The attacker captures this response and feeds it into Hashcat (Module 18200) for rapid offline cracking.

Mitigation and Prevention Strategies

Preventing these devastating Kerberos attacks requires strict Active Directory hygiene.

Defending Against Kerberoasting

1. Password Complexity: Ensure that all accounts with an SPN possess a randomly generated password of at least 25 characters. Long, complex passwords render offline dictionary attacks and brute-forcing mathematically unfeasible.
2. Group Managed Service Accounts (gMSA): Transition from manual service accounts to gMSAs. Windows automatically generates, manages, and regularly rotates 120-character complex passwords for gMSAs natively.
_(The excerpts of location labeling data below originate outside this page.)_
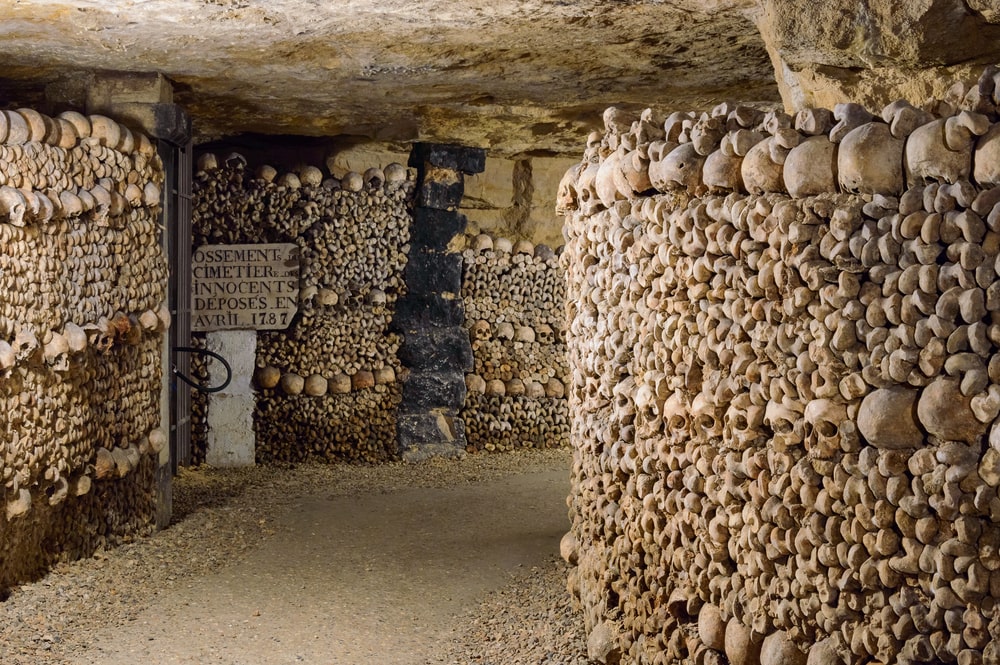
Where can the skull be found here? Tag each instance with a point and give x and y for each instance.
(26, 346)
(741, 424)
(706, 418)
(823, 418)
(567, 193)
(56, 352)
(759, 170)
(480, 330)
(785, 420)
(12, 205)
(811, 167)
(102, 203)
(722, 171)
(681, 168)
(586, 191)
(134, 195)
(870, 161)
(676, 418)
(606, 181)
(101, 335)
(374, 178)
Defending Against AS-REP Roasting

1. Audit Pre-Authentication: Use PowerShell to actively scan the domain for any users with the DONT_REQ_PREAUTH flag enabled in the UserAccountControl attribute.
2. Enforce Pre-Authentication: Mandate that all user accounts strictly require Kerberos Pre-Authentication. There is no modern justification for disabling this security primitive.

Conclusion

Kerberoasting and AS-REP Roasting ruthlessly exploit the mechanical design of legacy authentication protocols combined with weak human password policies. Because these attacks operate entirely offline and look indistinguishable from normal network behavior, they remain the dominant privilege escalation vectors in 2025. It is imperative that administrators utilize complex randomized passwords and gMSAs to render cracked hashes impossible.